My Natural Language Processing program
- I've taken upon myself the task of creating a full-fledged natural
language processing program that could serve as a sort of "operating
system" in a computer that you talk to rather than point and click at.
My main interest deals in parsing and registering everday human logic
followed by handling queries based upon what the program has been
I finished my first generation program several months ago, which can
be downloaded here: http://geocities.com/ai_project_1 .
The program starts out as a "clean slate" whereby you begin teaching
it basic facts that you can later query. Here is a "discussion" that
I held with it.
Me: Who do you know?
Computer: I do not know anyone.
Me: There is a crazy boy and a wild girl.
Me: He is named Joe.
Computer: Confirm the name of the boy is: Joe.
Computer: Thank you.
Me: Her name is Sally.
Computer: Confirm the name of the girl is: Sally.
Computer: Thank you.
Me: There is a green pool.
Me: Yesterday, Joe swam in it.
Me: He did that because he is crazy.
Me: There is a hilly park.
Me: Sally ran in it.
Me: She is 2 meters tall.
Me: The boy is 5 feet tall.
Me: Who do you know?
Computer: I know a boy named Joe and a girl named Sally.
Me: What is Joe like?
Computer: Joe is crazy.
Me: Why is he like that?
Computer: I do not know.
Me: Where is the boy?
Computer: As of 1-14-07 Joe was in the pool.
Me: What is he doing?
Computer: As of 1-14-07 Joe was swimming.
Me: Why did he swim?
Computer: Because Joe is crazy.
Me: Is Sally crazy?
Computer: No, Sally is not crazy.
Me: She is wild.
Computer: Yes, I know.
Me: Where is she?
Computer: As of 3 minutes ago Sally was in the park.

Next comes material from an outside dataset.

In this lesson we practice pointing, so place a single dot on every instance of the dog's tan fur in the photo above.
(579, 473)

Me: Is Joe taller than Sally?
Me: What is the park like?
Computer: It is hilly.
Me: Where is it?
Computer: I do not know the location of the park.
Very basic stuff, but not bad for my first try at programming!

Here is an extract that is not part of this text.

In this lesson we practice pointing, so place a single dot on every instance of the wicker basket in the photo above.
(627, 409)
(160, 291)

I knew that I was going to need to start the whole thing over again if
I was going to be able to handle the complexity of statements that I
wanted, and also if it was going to be able to output more
naturalistic and varied responses.
My new program, so far, is able to parse statements of arbitrary
length and complexity:
"Joe and Sally walked in and around the park and playground"
"They are wild and crazy swam in the pool and ate the pizza"
"There is a boy girl and pool the boy and girl are wild and crazy they
swam in it because they are hot"
I intentionally left out the punctuation because the program is
intended to be able to parse text that is input from a speech
recognition program, which is punctuation free, of course.
I would like to get in touch with others who have the same kind of
interest in natural language processing. I would like to find people
that I can work on this project with, either as a developer, a
beta-tester, or even an output response writer (as in the response to
a statement like "Hello" or "The boy is crazy").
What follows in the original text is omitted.